Kristina Blaiser, Ph.D., CCC-SLP
Associate Professor, Speech Language Pathology
Program evaluation and assessment of children who are deaf/hard-of-hearing, family coaching, and telehealth models of service delivery.
Shannahan, M. & Blaiser, K. (2018). Language sample practices with children who are Deaf and Hard-of-Hearing. Language Speech-Hearing Services in the Schools, 49(4), 950-964.
Blaiser, K. & Nevins, M.E. (2017). Practioner reflection that enhances Interprofessional collaborative practices for serving children who are Deaf/Hard-of-Hearing. Perspectives of the ASHA Special Interest Groups, August 2017, Vol. 2 (SIG 9), 3-9. doi:10.1044/persp2.SIG9.3
Behl, D.D., Blaiser, K., Cook, G., Barrett, T., Callow-Heusser, C., Brooks, B.M., Dawson, P., Quigley, S., & White, K. (2017). A multisite study evaluating the benefits of early intervention via telepractice. Infants & Young Children, 30 (2), 147-161.

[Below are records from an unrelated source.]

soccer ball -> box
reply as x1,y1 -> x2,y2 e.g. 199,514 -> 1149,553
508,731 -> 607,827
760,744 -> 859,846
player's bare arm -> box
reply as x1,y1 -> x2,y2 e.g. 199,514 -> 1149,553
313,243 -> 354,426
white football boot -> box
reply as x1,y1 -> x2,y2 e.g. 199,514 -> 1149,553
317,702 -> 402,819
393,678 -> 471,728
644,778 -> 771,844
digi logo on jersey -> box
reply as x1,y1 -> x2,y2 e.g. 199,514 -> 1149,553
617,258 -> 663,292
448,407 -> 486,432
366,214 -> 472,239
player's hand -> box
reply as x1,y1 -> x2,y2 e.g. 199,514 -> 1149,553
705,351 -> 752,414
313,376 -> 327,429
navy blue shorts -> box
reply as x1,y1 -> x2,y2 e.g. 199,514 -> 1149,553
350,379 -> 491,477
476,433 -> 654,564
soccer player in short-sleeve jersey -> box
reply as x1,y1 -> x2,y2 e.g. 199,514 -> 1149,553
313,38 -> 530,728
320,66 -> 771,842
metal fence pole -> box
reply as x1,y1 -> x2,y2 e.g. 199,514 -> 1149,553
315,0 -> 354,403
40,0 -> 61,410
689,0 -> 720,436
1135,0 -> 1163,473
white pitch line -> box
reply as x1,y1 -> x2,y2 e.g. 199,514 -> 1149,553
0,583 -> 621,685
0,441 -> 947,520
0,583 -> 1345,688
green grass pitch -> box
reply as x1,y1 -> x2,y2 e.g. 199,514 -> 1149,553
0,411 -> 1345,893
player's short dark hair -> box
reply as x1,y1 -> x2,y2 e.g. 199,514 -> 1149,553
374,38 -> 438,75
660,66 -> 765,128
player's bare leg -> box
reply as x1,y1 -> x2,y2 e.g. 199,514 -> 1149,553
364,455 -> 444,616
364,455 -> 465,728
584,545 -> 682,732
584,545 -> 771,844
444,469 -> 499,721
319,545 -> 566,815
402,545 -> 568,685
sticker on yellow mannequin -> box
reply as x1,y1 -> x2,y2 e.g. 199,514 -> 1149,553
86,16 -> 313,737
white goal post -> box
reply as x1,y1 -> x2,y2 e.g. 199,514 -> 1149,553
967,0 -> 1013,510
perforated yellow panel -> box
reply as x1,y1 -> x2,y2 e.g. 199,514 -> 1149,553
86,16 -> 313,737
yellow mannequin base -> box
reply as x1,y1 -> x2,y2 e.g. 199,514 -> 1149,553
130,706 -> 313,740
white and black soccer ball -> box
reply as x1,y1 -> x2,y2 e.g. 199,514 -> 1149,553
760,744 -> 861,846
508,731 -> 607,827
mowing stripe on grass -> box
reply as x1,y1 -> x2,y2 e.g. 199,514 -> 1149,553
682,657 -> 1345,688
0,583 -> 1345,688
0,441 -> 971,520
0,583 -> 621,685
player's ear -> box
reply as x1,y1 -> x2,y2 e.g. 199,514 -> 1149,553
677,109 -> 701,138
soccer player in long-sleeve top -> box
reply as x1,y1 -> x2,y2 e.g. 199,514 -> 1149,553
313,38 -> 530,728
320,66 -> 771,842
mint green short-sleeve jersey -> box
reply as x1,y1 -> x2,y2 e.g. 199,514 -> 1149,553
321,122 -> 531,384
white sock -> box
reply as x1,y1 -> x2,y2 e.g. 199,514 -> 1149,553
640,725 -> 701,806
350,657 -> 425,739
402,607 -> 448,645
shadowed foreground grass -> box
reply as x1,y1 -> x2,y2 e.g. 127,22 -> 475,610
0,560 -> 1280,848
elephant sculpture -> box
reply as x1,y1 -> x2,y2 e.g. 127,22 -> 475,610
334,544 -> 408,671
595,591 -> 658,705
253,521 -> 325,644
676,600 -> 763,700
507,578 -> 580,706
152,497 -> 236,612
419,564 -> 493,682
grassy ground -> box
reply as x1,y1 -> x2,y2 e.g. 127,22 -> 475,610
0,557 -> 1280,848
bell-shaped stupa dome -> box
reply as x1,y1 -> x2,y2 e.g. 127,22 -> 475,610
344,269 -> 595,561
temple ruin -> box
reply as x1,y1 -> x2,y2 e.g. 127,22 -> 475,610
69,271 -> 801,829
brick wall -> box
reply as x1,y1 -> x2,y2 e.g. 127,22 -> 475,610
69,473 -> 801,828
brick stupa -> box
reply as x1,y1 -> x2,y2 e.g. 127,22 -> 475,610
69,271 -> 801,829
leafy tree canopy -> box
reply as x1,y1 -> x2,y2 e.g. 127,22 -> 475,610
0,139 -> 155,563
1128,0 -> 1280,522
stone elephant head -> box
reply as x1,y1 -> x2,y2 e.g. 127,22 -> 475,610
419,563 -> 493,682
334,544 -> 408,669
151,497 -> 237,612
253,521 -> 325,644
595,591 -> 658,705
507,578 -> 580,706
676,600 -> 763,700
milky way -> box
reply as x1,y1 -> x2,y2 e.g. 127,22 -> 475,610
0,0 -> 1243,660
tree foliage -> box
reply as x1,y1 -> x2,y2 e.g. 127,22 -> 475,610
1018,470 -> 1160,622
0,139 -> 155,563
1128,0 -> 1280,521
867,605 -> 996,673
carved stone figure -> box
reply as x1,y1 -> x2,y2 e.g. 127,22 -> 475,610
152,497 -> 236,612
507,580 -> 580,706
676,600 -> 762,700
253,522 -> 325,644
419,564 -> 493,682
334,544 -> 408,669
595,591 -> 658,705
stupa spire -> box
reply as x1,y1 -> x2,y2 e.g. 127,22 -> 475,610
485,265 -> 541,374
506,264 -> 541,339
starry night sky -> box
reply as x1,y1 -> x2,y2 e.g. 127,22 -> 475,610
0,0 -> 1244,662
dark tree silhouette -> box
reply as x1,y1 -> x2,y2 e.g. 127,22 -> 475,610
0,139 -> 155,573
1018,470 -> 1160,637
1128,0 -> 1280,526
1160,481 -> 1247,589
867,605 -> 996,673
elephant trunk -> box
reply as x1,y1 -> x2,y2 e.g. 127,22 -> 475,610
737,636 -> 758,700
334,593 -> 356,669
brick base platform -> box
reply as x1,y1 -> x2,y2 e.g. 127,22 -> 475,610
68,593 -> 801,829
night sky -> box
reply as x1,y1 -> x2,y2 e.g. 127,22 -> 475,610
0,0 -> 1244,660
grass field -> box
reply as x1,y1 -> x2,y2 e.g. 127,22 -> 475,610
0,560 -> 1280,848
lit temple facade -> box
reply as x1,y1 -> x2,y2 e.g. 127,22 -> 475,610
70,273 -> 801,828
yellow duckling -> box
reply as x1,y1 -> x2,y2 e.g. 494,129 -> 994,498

The Idaho State University HATCH (Helping Adults Talk to Children) Lab on the Meridian campus is under the direction of Dr. Blaiser. The HATCH lab aims to ensure that families have access to high-quality services regardless of their geographic location. Research relates to early intervention and assessment practices with children who are deaf/hard-of-hearing. In addition, the lab staff explores the systematic use of technology to facilitate adult learning such as integrating tele-intervention (TI) into the delivery of early intervention services. For example, the use of telehealth technology to optimize clinical outcomes. Since 2015, faculty and students (graduate and undergraduate) from the HATCH lab received more than $300,000 of external funding, co-authored seven publications, and presented at 40 international and national meetings.
Dr. Blaiser earned her Doctor of Philosophy in Speech-Language Hearing Sciences from the University of Minnesota, Minneapolis, MN. She also holds a Master of Arts in Communication Disorders and Speech Sciences from the same college.